To test this hypothesis, you need to design an experiment and collect data. You invite 100 history majors and 100 chemistry majors from your university to join an extracurricular volleyball team. After one week, 34 history majors sign up (34%), and 39 chemistry majors sign up (39%). More chemistry majors than history majors signed up, but is this a “real”, or significant difference? Can you conclude that students who study chemistry are more interested in volleyball than students who study history?

In your experiment, the 100 history and 100 chemistry majors at your university are samples of their respective populations (all history and chemistry majors). The sample means are the percentages of history majors (34%) and chemistry majors (39%) that signed up for the team, and the difference in sample means is 39% - 34% = 5%. The population means are the percentage of history and chemistry majors worldwide that would sign up for an extracurricular volleyball team if given the chance.

You want to know if the difference you observed in these sample means (5%) reflects a difference in the population means, or if the difference was caused by sampling error, and the samples of students you chose do not represent the greater populations of history and chemistry students.

Restating the null hypothesis in terms of the population means yields the following:

"The percentage of all history majors who would sign up for volleyball is the same as the percentage of all chemistry majors who would sign up for volleyball, and the observed difference in sample means is due to sampling error."

This is the same as saying, “If you gave the same volleyball invitation to every history and chemistry major in the world, they would sign up at the same rate, and the sample of 200 students you selected are not representative of their populations.”



Your friend is a dog walker that specializes in working with Golden Retrievers and Goldendoodles.

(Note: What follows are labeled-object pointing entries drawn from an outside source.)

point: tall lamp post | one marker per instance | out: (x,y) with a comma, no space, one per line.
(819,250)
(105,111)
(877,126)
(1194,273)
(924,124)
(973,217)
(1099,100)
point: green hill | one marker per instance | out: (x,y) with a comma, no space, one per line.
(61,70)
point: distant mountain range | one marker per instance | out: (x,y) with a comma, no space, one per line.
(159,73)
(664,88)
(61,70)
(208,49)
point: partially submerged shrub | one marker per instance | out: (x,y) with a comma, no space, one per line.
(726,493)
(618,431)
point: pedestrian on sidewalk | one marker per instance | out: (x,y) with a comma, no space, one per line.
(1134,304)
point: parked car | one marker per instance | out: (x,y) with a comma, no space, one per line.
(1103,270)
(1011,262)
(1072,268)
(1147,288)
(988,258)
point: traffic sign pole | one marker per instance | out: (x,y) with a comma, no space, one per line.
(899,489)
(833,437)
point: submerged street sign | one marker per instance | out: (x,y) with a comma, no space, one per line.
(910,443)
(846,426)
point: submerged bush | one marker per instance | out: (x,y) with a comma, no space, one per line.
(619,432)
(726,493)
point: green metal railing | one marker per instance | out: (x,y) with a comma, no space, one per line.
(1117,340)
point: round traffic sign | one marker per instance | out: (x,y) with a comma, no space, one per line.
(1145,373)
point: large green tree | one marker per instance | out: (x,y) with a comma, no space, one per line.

They are interested in knowing if there is a signficant difference in the lengths of the two breeds. After a few weeks of data collection, they give you a spreadsheet of 10 Golden Retrievers’ lengths and 10 Goldendoodles’ lengths.

The lengths of the dogs are given in retriever_lengths and doodle_lengths. Calculate the mean of each breed and save the results to mean_retriever_l and mean_doodle_l. View mean_retriever_l and mean_doodle_l.


Calculate the difference between mean_retriever_l and mean_doodle_l and save the result to mean_difference. View mean_difference.


You want to run a hypothesis test to see if there is a significant difference in the lengths of Golden Retrievers and Goldendoodles. Which of the two statements could be a formulation of the null hypothesis?

Update the value of null_hypo with "st_1" or "st_2" depending on your answer.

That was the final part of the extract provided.